Falta de coordenação federal
A infectologista também criticou a falta de coordenação do governo Bolsonaro na integração de estados e municípios no enfrentamento da pandemia, apontando a falta de uma “mensagem única” a ser direcionada à população.
“É uma estratégia quase que militar”, comparou. “Você tem um inimigo importante, e aí você começa a dispersar seus soldados, cada um faz uma coisa, como é que a gente tem força para lidar com aquilo? Não tem, então é uma questão até de bom senso”, criticou a infectologista. Para Luana Araújo, sua nomeação serviria para fazer essa integração.
Copa América e Conselho Federal de medicina
Em resposta a Humberto Costa, Luana também se posicionou contra a realização da Copa América no país, desaconselhando a competição. “O momento não é oportuno para esse tipo de evento”, alertou a médica.
Sobre a autonomia médica para o tratamento de pacientes com Covid-19, definida pelo Conselho Federal de Medicina (CFM), a infectologista avaliou que a medida deixou a classe médica “muito exposta”.
“Considero que é bastante temerário você colocar nas costas dos médicos ao redor do país, principalmente aqueles que estão em locais com muito pouca condição técnica, de exercício de trabalho, a responsabilidade de usar uma medicação que não tem eficácia”, destacou.
Ameaças
Luana Araújo disse não saber o motivo do veto à sua indicação ao cargo, após dez dias de trabalho. Afirmou apenas que viu “carga política” no episódio. A médica, que tem mestrado na Universidade John Hopkins, disse que identificou falhas no programa de testagem do governo mas não houve tempo de corrigir os rumo da política pública do ministério.
Ela confirmou que sofreu ameaças à sua integridade física após a recusa de sua integração ao governo Bolsonaro e que bolsonaristas tentaram divulgar seu endereço na internet.

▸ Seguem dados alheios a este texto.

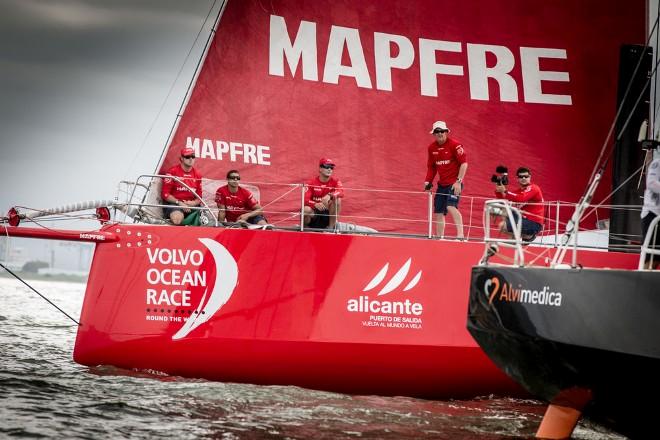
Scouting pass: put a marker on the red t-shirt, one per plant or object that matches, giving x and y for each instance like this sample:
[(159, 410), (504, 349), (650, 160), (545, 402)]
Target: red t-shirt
[(445, 160), (236, 204), (191, 178), (523, 197), (316, 190)]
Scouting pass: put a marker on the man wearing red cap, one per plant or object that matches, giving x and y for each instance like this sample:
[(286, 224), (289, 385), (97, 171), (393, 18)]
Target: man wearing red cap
[(323, 198), (237, 204), (447, 158), (176, 194)]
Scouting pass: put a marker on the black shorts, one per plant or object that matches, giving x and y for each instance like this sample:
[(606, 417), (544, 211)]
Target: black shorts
[(444, 196), (174, 208), (527, 227), (646, 222), (256, 219), (321, 219)]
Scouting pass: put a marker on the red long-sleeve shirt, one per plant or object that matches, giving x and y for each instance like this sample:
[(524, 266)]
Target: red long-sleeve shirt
[(445, 160), (171, 187), (316, 190), (529, 200)]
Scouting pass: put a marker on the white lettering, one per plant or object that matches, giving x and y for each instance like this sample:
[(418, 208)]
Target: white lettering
[(350, 38), (480, 72), (303, 50), (304, 47), (532, 75), (177, 257), (384, 60), (219, 150), (428, 67)]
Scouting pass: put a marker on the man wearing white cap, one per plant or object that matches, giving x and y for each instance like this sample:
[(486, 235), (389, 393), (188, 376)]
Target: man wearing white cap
[(447, 158), (323, 197), (178, 195)]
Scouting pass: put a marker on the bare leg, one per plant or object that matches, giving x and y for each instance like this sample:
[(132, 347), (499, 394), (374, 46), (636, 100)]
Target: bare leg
[(176, 217), (440, 225), (308, 215), (333, 211), (458, 220)]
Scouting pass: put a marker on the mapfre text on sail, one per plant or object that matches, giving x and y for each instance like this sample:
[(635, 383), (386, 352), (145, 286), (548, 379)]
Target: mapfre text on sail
[(300, 55)]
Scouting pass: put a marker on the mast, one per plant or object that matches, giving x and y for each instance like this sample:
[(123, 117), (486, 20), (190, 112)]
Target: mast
[(653, 13), (193, 82)]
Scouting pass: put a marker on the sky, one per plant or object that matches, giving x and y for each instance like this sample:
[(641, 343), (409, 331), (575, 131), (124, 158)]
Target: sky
[(89, 90)]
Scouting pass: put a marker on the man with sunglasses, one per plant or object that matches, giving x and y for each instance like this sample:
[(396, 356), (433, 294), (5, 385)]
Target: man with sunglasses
[(447, 159), (651, 208), (175, 194), (323, 198), (529, 200), (237, 204)]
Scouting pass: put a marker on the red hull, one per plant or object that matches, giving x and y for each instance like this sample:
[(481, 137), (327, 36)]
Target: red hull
[(294, 312)]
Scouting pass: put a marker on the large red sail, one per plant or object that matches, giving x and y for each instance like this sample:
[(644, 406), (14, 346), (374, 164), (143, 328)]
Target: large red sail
[(519, 83)]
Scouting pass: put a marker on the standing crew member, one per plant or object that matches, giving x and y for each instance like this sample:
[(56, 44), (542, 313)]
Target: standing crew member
[(237, 204), (530, 201), (177, 195), (447, 158), (323, 198), (651, 208)]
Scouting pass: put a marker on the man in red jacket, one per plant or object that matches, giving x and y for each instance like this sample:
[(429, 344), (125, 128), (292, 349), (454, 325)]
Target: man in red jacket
[(238, 204), (529, 199), (323, 198), (175, 194), (447, 158)]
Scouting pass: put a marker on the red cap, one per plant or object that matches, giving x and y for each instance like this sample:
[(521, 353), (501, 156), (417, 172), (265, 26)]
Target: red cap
[(326, 161), (187, 151)]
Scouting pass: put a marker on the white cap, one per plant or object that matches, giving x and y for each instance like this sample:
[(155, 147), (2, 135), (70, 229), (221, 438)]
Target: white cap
[(439, 125)]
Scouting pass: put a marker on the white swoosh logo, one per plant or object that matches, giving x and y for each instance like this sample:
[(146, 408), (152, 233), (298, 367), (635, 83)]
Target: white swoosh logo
[(395, 281), (225, 282), (487, 286)]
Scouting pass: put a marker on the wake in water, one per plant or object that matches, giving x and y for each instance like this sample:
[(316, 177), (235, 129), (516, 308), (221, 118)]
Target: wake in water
[(44, 394)]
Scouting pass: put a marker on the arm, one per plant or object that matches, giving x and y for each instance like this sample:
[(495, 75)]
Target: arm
[(430, 170), (533, 195), (308, 196), (461, 175), (256, 210), (653, 177), (338, 192), (221, 212), (166, 190)]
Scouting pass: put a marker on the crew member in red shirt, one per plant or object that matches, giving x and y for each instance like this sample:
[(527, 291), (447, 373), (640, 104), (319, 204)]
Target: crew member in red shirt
[(176, 194), (237, 204), (447, 158), (323, 198), (529, 199)]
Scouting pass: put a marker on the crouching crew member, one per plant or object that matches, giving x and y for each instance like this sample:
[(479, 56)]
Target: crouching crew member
[(323, 198), (237, 204), (177, 195)]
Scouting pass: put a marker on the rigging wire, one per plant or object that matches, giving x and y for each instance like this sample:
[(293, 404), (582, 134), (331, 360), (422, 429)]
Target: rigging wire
[(35, 291), (192, 81), (171, 89), (599, 163)]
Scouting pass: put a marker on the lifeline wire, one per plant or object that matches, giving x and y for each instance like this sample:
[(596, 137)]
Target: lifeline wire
[(35, 291)]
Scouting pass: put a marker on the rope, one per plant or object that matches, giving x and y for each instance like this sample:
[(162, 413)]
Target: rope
[(35, 291)]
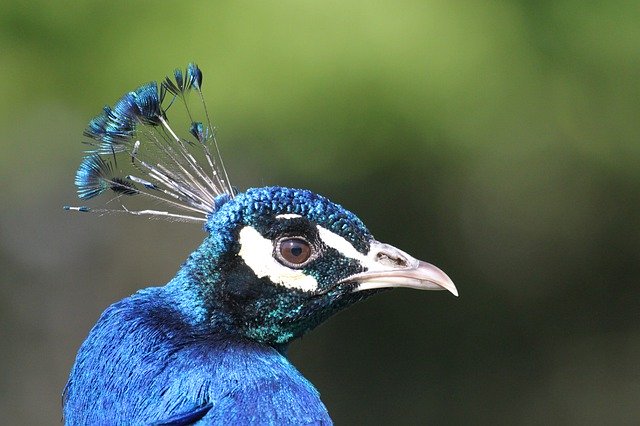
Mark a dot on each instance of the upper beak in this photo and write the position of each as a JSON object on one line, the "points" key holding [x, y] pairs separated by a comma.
{"points": [[389, 267]]}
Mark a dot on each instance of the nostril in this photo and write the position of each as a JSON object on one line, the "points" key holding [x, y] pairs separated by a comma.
{"points": [[390, 260]]}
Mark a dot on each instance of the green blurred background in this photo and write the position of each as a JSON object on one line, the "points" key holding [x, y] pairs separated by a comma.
{"points": [[497, 140]]}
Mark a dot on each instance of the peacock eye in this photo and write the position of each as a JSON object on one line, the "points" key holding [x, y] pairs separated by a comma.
{"points": [[293, 252]]}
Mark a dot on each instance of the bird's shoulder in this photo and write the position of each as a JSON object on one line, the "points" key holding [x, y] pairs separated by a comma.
{"points": [[142, 362]]}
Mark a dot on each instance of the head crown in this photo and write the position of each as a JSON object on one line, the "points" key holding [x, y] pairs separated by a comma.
{"points": [[134, 152]]}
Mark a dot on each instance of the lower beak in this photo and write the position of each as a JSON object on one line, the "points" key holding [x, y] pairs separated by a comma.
{"points": [[389, 267]]}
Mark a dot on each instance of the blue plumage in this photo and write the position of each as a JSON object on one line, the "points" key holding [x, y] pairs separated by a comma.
{"points": [[210, 346]]}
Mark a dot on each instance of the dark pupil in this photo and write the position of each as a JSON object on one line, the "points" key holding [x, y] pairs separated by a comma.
{"points": [[295, 250]]}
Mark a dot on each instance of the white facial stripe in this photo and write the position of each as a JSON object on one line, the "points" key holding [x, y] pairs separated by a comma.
{"points": [[288, 216], [257, 253], [339, 243]]}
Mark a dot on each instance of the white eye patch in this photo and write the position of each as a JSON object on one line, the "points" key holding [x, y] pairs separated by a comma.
{"points": [[339, 243], [257, 253]]}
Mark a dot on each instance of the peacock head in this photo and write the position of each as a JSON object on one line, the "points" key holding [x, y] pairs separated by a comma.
{"points": [[279, 261], [276, 261]]}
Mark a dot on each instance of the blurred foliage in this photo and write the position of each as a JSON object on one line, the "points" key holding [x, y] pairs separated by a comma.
{"points": [[498, 140]]}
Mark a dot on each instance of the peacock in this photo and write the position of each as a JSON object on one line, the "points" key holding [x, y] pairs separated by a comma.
{"points": [[210, 346]]}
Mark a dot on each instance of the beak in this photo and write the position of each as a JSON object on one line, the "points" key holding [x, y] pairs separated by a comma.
{"points": [[389, 267]]}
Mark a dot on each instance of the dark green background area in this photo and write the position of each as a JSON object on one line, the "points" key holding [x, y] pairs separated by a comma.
{"points": [[497, 140]]}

“Eu, como vários infectos [infectologistas] desde o começo da pandemia, sofremos diversas ameaças. ‘Não saiam de casa’, ‘tomara que você e sua mãe morram’”, relatou a profissional. “Isso é lamentável. Não pela minha segurança ou pelos colegas, mas pela perda de oportunidade de educação do nosso povo, de alteração dessa dor em crescimento”, observou.